You can spend the money already in the HSA if you have qualified medical expenses. The rules for spending are separate from the rules for contributing. If you can spend the money for qualified medical expenses before Dec 31, 2025, you will avoid any penalties.
You should stop any voluntary contributions ASAP. You should also tell your employer you are not eligible for their free matching contribution.
The ineligible contributions (both voluntary and employee) will be added to your taxable income at the end of the year, because they are not eligible for a tax-free contribution. However, there is no additional penalty for making the contributions.
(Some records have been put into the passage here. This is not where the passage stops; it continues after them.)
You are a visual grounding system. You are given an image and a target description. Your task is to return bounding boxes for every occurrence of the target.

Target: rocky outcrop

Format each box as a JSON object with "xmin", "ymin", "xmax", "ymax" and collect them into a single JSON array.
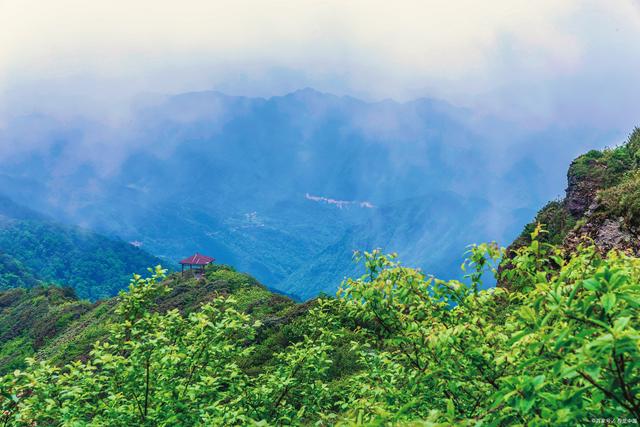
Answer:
[
  {"xmin": 564, "ymin": 162, "xmax": 605, "ymax": 218},
  {"xmin": 563, "ymin": 218, "xmax": 640, "ymax": 255}
]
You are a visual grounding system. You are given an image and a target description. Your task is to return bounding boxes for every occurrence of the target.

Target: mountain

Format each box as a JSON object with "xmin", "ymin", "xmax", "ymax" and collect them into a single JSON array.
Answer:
[
  {"xmin": 0, "ymin": 195, "xmax": 166, "ymax": 300},
  {"xmin": 281, "ymin": 192, "xmax": 490, "ymax": 299},
  {"xmin": 510, "ymin": 128, "xmax": 640, "ymax": 266},
  {"xmin": 0, "ymin": 265, "xmax": 298, "ymax": 375},
  {"xmin": 0, "ymin": 89, "xmax": 613, "ymax": 297}
]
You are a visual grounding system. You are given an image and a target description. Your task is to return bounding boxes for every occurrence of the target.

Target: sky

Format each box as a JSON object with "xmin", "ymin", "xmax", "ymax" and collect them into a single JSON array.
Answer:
[{"xmin": 0, "ymin": 0, "xmax": 640, "ymax": 128}]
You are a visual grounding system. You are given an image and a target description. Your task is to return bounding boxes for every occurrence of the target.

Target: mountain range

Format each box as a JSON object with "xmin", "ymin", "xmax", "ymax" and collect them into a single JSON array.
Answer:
[{"xmin": 0, "ymin": 89, "xmax": 615, "ymax": 299}]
If you have funds remaining in the account at the end of the year that you are unable to spend on qualified medical expenses you have two options:
A. leave them in the account and pay a 6% penalty. This might be a good choice if you plan to be HSA-eligible in the future (such as your wife declines the FSA for 2026) because you can apply the excess contriubiton from 2025 towards your 2026 limit.
B. remove the funds from the account by asking the bank for a "return of excess contributions". The returned contributions are not taxable again (because you lost the tax deduction for the contributions already) but you would have to report as taxable income, any interest you earned on the excess.
But, if you can use up the excess with qualified medical expenses, there won't be a 6% penalty because the penalty is charged on the amount of excess contribution or the remaining balance, whichever is less.